Since his ouster, Sharif has become so virulent and toxic that he neither cares for his party, nor for his government. The fuming Sharif is incessantly targeting state institutions specifically army and judiciary as if they belong to some other antagonistic state. Going one step ahead, the ousted premier is terming Sheikh Mujib ur Rehman a victim of establishment’s erroneous policies while equating current political scenario with pre 1971 events (though Mujib was indignant at non-transfer of power despite winning general polls with thumping majority and Nawaz was disqualified over his failure to submit money trail in Panama Leaks case).
Ostensibly, it seems Sharif is trying to redefine his political identity by comparing himself with charismatic Zulfiqar Ali Bhutto and Sheikh Mujib ur Rehman. Paradoxically, by doing so, he is creating a self-impression of being a political dead horse. And such actions would only generate red alert among the seasonal political birds as they may flip their wings to fly away from the drowning ship of the PML-N.
The anxiety, physical stress and exasperation on his face while delivering political sermons betray his body language and confidence also. As a matter of fact, he is trying to forcibly persuade PML-N’s voters that he is powerful enough to outclass his political opponents with ease.
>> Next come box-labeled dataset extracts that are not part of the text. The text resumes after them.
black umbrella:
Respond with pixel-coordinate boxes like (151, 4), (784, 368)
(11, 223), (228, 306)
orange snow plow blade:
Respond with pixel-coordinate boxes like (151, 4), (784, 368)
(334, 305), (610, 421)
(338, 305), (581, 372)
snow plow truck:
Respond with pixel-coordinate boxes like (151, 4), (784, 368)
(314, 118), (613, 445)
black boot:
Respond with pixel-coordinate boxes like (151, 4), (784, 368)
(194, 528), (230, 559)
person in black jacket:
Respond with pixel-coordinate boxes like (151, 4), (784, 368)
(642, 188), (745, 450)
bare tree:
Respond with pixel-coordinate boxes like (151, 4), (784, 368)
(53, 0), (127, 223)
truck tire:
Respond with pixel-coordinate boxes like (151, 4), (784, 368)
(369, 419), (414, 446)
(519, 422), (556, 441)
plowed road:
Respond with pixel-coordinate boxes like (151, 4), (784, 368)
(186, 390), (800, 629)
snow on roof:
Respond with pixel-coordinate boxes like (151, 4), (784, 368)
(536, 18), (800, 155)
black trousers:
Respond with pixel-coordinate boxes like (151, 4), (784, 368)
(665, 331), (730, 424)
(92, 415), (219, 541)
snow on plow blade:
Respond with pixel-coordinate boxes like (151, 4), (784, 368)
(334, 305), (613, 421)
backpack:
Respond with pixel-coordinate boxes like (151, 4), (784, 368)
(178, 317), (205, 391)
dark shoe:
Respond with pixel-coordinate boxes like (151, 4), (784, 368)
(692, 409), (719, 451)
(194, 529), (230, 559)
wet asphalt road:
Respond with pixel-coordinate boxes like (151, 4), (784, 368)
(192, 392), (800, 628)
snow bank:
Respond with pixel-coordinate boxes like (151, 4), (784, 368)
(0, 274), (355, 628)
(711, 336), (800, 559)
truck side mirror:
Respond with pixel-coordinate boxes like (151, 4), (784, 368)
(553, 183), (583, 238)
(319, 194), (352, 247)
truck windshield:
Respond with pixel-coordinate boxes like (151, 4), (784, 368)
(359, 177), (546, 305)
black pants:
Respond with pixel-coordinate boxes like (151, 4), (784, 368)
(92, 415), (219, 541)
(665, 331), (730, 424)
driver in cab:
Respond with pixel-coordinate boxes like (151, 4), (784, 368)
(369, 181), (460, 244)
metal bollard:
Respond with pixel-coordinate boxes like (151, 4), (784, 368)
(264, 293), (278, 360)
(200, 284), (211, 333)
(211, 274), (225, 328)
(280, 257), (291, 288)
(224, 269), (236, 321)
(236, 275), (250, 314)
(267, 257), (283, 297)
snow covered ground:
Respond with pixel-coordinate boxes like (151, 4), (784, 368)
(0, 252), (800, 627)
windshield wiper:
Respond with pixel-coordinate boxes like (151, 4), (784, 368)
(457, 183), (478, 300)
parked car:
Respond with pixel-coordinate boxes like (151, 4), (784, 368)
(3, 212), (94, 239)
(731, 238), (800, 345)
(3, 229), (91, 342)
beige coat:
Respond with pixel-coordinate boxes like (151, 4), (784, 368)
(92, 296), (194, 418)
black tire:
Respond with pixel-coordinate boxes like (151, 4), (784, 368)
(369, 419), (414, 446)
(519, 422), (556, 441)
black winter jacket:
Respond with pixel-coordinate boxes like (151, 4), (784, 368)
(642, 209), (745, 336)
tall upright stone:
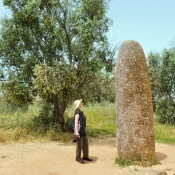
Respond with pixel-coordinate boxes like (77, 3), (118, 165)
(116, 40), (155, 161)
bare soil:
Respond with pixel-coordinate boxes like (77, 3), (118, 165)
(0, 138), (175, 175)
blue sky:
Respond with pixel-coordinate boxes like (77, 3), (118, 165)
(0, 0), (175, 55)
(108, 0), (175, 55)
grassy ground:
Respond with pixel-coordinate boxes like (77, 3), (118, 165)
(0, 101), (175, 144)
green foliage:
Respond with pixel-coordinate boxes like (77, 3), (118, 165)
(0, 0), (116, 129)
(115, 157), (161, 168)
(148, 49), (175, 125)
(154, 116), (175, 144)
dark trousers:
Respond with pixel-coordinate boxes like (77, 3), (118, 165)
(76, 136), (89, 160)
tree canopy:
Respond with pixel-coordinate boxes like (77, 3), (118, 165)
(148, 48), (175, 124)
(0, 0), (116, 129)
Despite series of diatribes against army and judiciary, Sharif cannot simply just exempt himself from prevailing issues of economy and governance because by chanting “L’état, c’estmoi”, Sharif portrays himself as the sole cause of government’s failure to address both domestic and domestically-linked international issues while obliquely acknowledging at the same time that he remains main cause of current political chaos.
At the time when the medieval age of Pakistani politics—inspired by the monarchist and family-dynasty model— is rapidly moving to its logical end, nothing but the stubbornness of Sharif will put the final nail in the coffin of PMLN’s troubling political career.
In the contemporary world, “L’état, c’estmoi” is nothing but a death song for political figures and outfits.